Não, não vão e é uma coisa muito surpreendente. Há quarenta dias ninguém esperava, há trinta dias, ninguém esperava, se as pesquisas estiverem certas, que fossem duas mulheres para o segundo turno. E sim as expectativas eram que os candidatos Cristina e Lavagna, que é o ex-ministro da economia do Presidente Kirchner. E, na verdade, até agora o que sinaliza é que será a Cristina, depois Carrió, depois um pouco abaixo o Lavagna, depois Rodríguez Sáa e bem abaixo, que vem caindo é o Ricardo López Murphy que é o ministro da economia do De la Rúa, o ex-presidente De la Rúa.



O Rodríguez Sáa é um peronista dissidente, é isso? Que foi presidente?
Ele é irmão do que foi presidente. Ele é peronista também. Ele está tentando pegar os votos do peronismo… e ele vem crescendo nas pesquisas por isso, do peronismo tradicional. Daqueles que não querem muitas mudanças, o Kirchner mudou bastante o peronismo e ele ganha os votos dos que não querem, enfim, mudanças no peronismo.

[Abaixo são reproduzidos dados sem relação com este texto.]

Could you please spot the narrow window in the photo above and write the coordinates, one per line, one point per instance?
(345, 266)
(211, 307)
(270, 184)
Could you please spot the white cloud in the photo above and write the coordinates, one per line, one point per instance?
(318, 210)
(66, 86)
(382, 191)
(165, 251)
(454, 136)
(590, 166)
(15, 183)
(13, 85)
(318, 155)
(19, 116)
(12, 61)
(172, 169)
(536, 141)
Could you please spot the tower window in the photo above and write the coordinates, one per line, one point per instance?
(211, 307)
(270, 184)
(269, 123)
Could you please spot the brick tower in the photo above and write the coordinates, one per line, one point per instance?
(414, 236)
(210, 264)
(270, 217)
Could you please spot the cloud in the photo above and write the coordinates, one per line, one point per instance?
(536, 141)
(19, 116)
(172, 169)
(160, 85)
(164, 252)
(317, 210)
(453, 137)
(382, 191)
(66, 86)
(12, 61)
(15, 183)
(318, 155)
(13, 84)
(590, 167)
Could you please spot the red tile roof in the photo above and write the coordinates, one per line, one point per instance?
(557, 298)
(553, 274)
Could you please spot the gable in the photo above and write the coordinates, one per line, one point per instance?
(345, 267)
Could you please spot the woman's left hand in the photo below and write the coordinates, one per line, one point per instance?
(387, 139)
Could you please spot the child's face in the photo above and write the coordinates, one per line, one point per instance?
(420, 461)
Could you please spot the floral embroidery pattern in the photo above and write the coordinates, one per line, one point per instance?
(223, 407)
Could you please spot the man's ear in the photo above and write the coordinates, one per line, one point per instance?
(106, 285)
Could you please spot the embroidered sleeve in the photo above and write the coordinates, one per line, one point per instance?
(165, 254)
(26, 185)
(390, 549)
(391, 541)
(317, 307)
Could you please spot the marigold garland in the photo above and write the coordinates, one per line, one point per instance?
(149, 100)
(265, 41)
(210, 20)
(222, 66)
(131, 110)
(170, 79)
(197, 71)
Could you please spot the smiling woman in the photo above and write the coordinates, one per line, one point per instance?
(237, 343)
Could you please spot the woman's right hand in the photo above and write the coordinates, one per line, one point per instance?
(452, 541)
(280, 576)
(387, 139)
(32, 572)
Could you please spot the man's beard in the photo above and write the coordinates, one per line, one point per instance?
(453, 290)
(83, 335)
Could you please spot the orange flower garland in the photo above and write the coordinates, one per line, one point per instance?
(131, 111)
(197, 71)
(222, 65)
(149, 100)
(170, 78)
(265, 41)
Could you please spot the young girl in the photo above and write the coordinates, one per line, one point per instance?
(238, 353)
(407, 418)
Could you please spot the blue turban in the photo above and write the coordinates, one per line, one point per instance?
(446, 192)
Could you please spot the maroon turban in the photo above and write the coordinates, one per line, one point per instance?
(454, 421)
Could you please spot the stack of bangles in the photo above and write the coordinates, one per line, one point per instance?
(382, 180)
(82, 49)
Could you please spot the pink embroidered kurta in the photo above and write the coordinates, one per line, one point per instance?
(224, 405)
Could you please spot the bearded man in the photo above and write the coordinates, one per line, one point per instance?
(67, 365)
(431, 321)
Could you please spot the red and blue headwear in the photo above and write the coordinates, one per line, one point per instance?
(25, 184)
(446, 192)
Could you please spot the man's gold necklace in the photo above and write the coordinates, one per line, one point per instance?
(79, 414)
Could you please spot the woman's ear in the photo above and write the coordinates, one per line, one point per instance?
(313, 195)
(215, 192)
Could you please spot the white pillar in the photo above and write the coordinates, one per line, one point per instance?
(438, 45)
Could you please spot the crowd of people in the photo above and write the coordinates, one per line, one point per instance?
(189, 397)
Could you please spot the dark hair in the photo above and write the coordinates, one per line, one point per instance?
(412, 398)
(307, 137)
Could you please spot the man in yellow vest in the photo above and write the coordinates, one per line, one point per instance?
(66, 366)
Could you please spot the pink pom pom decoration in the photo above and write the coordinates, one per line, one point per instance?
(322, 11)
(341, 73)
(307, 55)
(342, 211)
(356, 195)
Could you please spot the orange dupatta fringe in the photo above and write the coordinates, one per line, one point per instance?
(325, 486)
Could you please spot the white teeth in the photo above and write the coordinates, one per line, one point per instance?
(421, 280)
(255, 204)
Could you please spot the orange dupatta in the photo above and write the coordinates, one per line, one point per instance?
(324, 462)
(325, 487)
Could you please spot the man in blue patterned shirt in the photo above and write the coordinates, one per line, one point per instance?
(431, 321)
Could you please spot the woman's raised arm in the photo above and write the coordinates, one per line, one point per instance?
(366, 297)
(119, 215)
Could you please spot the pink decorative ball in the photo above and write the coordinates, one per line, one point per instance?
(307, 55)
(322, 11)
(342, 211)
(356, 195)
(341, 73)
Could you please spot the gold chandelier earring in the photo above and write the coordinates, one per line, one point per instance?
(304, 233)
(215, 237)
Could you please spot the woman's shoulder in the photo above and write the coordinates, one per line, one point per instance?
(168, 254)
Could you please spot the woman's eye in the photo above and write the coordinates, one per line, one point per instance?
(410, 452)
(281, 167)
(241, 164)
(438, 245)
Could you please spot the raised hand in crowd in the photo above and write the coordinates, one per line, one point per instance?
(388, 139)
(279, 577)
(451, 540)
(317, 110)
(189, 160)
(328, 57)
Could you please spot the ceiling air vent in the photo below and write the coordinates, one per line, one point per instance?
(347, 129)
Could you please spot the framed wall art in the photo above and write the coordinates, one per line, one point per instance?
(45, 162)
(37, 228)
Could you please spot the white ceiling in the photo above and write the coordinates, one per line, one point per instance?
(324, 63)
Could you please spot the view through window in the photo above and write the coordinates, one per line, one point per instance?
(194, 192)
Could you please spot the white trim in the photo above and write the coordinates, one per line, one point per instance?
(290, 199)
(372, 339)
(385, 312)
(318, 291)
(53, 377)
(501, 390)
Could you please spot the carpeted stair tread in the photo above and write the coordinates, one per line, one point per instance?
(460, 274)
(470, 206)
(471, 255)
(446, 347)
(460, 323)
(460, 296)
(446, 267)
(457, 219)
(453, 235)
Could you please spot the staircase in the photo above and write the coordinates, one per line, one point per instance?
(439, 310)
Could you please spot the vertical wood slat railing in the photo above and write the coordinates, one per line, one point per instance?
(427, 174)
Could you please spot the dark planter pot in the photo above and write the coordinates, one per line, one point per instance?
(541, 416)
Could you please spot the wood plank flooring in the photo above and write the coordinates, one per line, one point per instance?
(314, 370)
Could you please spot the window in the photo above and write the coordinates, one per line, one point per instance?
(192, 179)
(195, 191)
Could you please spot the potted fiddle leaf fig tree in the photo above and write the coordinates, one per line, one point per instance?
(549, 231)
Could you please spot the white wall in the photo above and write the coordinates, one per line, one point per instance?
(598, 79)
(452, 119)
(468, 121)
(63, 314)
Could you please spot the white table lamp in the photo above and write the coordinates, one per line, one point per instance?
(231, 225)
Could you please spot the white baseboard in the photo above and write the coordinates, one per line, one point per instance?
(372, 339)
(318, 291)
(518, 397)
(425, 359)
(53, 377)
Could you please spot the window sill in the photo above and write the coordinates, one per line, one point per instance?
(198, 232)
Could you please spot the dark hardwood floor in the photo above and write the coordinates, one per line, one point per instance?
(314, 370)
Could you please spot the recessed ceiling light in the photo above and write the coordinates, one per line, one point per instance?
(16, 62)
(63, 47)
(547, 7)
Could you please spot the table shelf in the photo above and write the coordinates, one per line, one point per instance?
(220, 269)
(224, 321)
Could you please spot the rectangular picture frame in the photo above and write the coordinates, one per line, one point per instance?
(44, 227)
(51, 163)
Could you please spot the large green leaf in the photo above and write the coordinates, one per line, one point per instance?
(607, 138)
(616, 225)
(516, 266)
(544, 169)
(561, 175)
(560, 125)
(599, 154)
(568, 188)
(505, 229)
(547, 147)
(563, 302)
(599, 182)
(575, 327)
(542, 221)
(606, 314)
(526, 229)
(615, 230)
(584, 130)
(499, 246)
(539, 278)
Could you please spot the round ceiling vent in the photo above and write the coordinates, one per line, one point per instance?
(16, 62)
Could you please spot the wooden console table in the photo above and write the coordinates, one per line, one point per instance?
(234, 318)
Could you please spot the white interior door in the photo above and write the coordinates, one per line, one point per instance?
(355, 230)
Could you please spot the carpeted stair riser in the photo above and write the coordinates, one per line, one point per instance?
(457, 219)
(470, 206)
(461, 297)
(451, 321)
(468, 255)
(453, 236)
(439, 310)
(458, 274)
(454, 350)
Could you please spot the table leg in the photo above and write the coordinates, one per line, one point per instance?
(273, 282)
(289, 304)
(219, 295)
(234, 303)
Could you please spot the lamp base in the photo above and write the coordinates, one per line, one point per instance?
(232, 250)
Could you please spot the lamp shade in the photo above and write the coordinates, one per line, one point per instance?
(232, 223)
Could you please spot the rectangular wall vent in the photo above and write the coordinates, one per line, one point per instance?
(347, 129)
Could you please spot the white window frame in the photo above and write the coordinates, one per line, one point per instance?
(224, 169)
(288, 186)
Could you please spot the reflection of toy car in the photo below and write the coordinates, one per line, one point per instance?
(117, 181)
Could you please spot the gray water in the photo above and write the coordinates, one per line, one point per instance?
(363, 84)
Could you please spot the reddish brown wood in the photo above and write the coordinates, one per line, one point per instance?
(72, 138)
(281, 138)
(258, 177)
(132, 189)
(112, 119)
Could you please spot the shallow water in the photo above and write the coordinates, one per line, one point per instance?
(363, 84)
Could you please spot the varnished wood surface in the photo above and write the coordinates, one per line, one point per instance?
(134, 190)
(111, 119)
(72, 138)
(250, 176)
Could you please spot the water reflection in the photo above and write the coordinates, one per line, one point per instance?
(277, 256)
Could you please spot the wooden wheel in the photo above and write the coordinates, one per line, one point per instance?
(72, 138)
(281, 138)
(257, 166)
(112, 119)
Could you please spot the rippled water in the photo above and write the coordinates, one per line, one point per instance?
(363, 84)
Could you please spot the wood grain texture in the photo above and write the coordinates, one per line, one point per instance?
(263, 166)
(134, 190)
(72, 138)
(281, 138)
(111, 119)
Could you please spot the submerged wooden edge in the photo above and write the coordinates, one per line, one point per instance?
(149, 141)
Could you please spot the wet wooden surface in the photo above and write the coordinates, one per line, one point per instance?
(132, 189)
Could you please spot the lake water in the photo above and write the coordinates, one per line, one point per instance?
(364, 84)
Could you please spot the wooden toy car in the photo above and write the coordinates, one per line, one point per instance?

Mas, Paulo, o que é impressionante aqui é a apatia do eleitorado argentino, que é famoso por sua politização, sua participação política. É uma coisa inédita na Argentina, o que está acontecendo hoje.



Aparentemente é uma população, um povo tão politizado, tão partidarizado. Será que é porque haveria, digamos assim, uma permanência, não haveria muita emoção na passagem do Nestor para a Cristina?
Exatamente, tem exatamente isso. Um ponto é a continuidade, as pessoas hoje votam pela continuidade. As pesquisas, desculpe citar (risos) dizem que, a maioria vota nela por causa dele. As pessoas queriam que ele continuasse. Porque ele é visto como uma pessoa que protege os argentinos, é atuante, a economia cresceu quase 50% em quatro anos, depois daquela bancarrota, aquela queda de 20%, o emprego caiu de mais ou menos 30% para 7%, a pobreza caiu quase a metade. Alguns opositores questionam esses dados, mas a gente que está aqui vê, o consumo aumentou muito.



Basta ir a Buenos Aires. Agora, existe de fato alguma diferença entre ela e o marido ou não? Ou eles são exatamente a mesma pessoa política?
Dizem que quando Kirchner assumiu foi ficando claro que era um governo com duas cabeças. A dela e a dele. Algumas coisas aconteceram, por exemplo, quando se decidiu pagar toda a dívida com o Fundo Monetário Internacional. Dizem que foi uma decisão principalmente dela. Eles pensam juntos, eles atuam juntos, mas hoje o que se diz é que o Governo vai ser dela com ele tentando reorganizar os partidos políticos na Argentina, que estão bastante fragmentados. Ela tem uma personalidade muito forte e deixa isso muito claro nas entrevistas que deu, nos discursos, nos pequenos detalhes, nos lugares públicos, por exemplo, nos palanques, as pessoas gritam “presidente, presidente” e ela para o povo e diz, “não, eu sou presidenta”. Ela tem um estilo de se impor a todo o tempo e por isso as pessoas dizem aqui que não têm dúvida que o Governo vai ser dela, mas com ele muito perto dela.